In our newest "how can we help you?" thread, a reader asks:
I’ve come across a CFA for a conference that fits perfectly with some of my work. The call states that the organizers anticipate publishing the conference papers in a collected volume. However, the paper I would present is already under review at a journal (it has a fairly long turnaround time, but I cannot exclude the possibility that the paper might be published around the time of the conference, if accepted). Journal publications are also what matter the most for promotion at my department, so I would hesitate to withdraw the paper from the journal and publish it in a volume. But I would still consider it valuable to present at the conference, as it includes networking, being exposed to new work by others, etc.
Is it considered inappropriate to submit an abstract for a conference without having the intention of contributing to a collected volume? If not, at what stage would it be best to inform the organizers? And would it look bad if I should end up presenting a paper that has just been published ahead of print?
Good questions. I've been in a similar situation before, and was equally confused about what to do. Another reader submitted the following reply:
Until your paper is actually accepted for publication you should feel free to continue to submit it to conferences - you cannot assume it will be accepted by a journal.
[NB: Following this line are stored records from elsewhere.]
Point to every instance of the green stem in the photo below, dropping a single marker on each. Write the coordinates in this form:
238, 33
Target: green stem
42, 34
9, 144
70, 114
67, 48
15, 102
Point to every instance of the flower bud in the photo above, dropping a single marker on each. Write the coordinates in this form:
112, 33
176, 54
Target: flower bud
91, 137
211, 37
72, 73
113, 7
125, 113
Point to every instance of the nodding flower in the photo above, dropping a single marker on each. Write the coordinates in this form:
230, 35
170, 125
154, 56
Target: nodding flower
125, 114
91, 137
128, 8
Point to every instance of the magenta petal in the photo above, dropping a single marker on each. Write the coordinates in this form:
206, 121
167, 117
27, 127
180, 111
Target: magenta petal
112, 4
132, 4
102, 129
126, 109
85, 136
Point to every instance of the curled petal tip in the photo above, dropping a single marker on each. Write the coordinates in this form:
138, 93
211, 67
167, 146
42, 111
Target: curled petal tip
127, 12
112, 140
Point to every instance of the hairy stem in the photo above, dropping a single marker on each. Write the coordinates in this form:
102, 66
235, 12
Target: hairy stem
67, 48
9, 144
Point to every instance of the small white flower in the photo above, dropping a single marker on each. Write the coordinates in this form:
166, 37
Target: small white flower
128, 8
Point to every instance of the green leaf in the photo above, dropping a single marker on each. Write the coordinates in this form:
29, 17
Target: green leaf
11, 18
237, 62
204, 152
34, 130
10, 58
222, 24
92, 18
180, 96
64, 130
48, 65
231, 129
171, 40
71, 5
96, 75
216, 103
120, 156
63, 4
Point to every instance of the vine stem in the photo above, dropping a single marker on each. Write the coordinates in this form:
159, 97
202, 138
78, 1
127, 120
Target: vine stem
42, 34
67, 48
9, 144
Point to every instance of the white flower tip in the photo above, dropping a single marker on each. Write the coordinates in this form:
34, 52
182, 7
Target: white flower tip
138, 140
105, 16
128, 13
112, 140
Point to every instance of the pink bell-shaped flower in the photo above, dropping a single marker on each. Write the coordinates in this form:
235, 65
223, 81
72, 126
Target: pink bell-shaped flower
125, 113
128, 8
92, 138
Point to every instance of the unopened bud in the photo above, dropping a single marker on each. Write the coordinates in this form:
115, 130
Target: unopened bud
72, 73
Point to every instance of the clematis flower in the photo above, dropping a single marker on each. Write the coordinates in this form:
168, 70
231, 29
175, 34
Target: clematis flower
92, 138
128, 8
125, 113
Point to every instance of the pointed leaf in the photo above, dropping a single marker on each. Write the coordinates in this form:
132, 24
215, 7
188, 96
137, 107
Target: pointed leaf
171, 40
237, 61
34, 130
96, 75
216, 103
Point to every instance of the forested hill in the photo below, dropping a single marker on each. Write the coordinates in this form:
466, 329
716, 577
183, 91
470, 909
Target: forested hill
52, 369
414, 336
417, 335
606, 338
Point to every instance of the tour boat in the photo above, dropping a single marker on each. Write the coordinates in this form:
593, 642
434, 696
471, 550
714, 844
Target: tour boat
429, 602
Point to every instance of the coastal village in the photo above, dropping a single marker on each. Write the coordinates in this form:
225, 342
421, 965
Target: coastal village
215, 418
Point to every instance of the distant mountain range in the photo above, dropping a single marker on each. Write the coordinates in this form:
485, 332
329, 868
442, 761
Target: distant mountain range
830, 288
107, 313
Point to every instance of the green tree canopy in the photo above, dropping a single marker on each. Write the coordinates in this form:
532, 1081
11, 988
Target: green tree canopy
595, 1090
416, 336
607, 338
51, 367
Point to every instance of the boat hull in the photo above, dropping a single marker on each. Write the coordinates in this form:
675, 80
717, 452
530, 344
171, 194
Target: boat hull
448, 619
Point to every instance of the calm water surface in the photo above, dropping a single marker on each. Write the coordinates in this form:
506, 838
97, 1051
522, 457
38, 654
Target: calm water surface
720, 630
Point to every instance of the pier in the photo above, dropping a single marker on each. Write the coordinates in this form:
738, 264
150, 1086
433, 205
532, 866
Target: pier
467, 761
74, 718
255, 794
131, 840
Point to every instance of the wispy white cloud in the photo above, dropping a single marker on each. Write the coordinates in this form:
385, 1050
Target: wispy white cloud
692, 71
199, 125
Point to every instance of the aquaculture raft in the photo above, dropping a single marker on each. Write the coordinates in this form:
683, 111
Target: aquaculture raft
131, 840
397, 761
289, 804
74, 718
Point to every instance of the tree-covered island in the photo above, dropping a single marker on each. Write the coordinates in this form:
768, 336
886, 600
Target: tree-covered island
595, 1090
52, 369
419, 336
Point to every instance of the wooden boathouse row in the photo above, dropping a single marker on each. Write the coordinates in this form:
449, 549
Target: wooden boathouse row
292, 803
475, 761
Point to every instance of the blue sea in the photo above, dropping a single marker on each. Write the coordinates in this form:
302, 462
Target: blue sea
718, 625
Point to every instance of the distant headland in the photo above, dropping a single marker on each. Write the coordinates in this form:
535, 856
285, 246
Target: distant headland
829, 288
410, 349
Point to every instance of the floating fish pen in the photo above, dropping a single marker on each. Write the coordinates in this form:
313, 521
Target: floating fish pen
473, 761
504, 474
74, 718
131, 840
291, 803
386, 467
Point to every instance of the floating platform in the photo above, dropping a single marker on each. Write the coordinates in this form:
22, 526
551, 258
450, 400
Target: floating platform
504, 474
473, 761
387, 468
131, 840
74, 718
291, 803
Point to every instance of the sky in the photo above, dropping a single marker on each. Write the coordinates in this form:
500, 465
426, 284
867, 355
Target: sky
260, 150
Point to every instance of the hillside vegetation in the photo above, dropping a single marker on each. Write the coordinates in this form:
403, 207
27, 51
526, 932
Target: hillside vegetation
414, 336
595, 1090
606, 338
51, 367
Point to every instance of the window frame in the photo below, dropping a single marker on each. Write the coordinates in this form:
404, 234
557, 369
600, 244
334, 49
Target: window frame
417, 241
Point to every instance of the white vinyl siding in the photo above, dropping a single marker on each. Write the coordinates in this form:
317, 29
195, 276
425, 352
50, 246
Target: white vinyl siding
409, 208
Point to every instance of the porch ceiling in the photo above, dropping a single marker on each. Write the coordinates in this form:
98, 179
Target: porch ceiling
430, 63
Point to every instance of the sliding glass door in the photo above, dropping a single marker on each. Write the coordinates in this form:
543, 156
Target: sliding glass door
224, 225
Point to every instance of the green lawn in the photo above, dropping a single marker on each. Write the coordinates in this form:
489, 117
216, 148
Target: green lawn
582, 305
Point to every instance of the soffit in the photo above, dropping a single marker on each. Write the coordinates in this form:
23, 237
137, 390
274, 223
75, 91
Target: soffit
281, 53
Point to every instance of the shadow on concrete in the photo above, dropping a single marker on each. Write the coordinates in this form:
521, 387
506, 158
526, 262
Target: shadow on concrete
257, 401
And conference volumes are uncertain things - these days organizers are under pressure to say such things to the bodies funding the conferences. But they do not all come to fruition, and even those that do can take six years (as I experienced early in my career).
What do you all think?
The most important point here is that submitting your paper for publication in the edited volume is never obligatory. So you can present at the conference, wait for the organizers to get their act together on the edited volume, which usually takes several months, and then decide whether you want to give your paper to them. At the point where you've (voluntarily) submitted your paper for the edited volume, but definitely not before, I would treat it the same as a submission to a journal, in the sense that you shouldn't simultaneously have it under review somewhere else.
Posted by: R | 01/25/2024 at 04:57 AM
I agree with R with one caveat: if there is a true conference proceedings and an expectation that all presenters have to publish in the proceedings, then, of course, you need to decide beforehand which direction you want to go. But if it's just a promised edited collection, it might never happen, and if it does, it usually takes years and does not include every paper, so in that case, present that paper and decide later.
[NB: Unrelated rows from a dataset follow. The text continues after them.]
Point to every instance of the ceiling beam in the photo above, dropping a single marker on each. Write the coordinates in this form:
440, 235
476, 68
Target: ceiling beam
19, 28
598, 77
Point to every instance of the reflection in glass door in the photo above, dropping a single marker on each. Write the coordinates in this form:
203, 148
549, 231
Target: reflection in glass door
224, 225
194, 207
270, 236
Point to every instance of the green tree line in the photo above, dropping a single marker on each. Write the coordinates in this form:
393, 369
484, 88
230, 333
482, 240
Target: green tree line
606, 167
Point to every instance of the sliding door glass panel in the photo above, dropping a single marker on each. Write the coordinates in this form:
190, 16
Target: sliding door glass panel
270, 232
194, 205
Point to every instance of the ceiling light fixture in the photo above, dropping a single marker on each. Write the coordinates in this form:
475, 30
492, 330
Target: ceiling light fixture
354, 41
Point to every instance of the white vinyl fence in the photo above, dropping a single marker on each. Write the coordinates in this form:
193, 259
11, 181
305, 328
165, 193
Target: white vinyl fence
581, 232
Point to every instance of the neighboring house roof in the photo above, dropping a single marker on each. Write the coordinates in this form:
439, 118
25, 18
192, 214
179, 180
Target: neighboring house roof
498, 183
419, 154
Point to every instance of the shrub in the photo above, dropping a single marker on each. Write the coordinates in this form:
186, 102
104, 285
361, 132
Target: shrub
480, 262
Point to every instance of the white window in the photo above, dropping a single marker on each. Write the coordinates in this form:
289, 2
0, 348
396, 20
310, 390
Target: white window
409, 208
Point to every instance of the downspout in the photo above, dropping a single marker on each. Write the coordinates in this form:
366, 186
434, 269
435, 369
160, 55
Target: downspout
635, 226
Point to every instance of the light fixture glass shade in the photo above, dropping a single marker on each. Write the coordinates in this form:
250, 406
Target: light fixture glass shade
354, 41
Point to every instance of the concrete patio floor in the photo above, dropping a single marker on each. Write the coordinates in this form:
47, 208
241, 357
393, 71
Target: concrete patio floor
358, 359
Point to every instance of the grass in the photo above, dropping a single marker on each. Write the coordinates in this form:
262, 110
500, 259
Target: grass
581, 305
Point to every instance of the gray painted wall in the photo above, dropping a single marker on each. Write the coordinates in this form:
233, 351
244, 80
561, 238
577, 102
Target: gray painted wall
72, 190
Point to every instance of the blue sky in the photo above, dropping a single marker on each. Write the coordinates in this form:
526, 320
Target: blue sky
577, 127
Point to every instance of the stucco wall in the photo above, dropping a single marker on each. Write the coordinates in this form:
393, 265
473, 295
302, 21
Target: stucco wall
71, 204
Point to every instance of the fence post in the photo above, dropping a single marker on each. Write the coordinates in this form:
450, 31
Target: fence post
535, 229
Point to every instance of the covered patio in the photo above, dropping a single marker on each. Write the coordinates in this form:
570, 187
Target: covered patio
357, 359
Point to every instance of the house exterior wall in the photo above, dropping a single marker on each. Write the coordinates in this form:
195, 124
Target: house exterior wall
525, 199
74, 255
Posted by: Paul | 01/25/2024 at 10:43 AM
Paul (or others), do the Oxford Studies conferences count as issuing in "true proceedings"? For my subfield, I have in mind WiNE, MadMeta, as well as UNC Normativity. It's fairly reliable that these will publish not too long after the conference, I believe, but those who present at the conference are not technically automatically accepted for publication.
Posted by: Will the true conference proceedings please stand up | 01/25/2024 at 04:29 PM
I've never been involved with a conference where there is an "expectation that all presenters *have* to publish in the proceedings". If a conference wanted to operate that way, I'd expect them to make it very clear that that was the case. It would depend a bit on the wording I suppose, but even then I wouldn't take submitting to the CFA as a commitment to present and publish with them - only once accepted to the conference should you make an (ideally quick) decision whether to withdraw from the conference or the journal.
Posted by: R | 01/26/2024 at 04:11 AM
The PSA, which publishes some but not all of accepted conference papers in a special issue, requires that "Papers submitted to PSA2024 may not be published, accepted for publication, or under review at the time of submission, and they may not be submitted elsewhere for publication while they are under consideration for publication in the PSA2024 supplementary issue of Philosophy of Science." I don't know if this is unusual or not, but it's at least one large conference that has such a policy. If the conference does not explicitly state this, however, I would assume that there is no such restriction.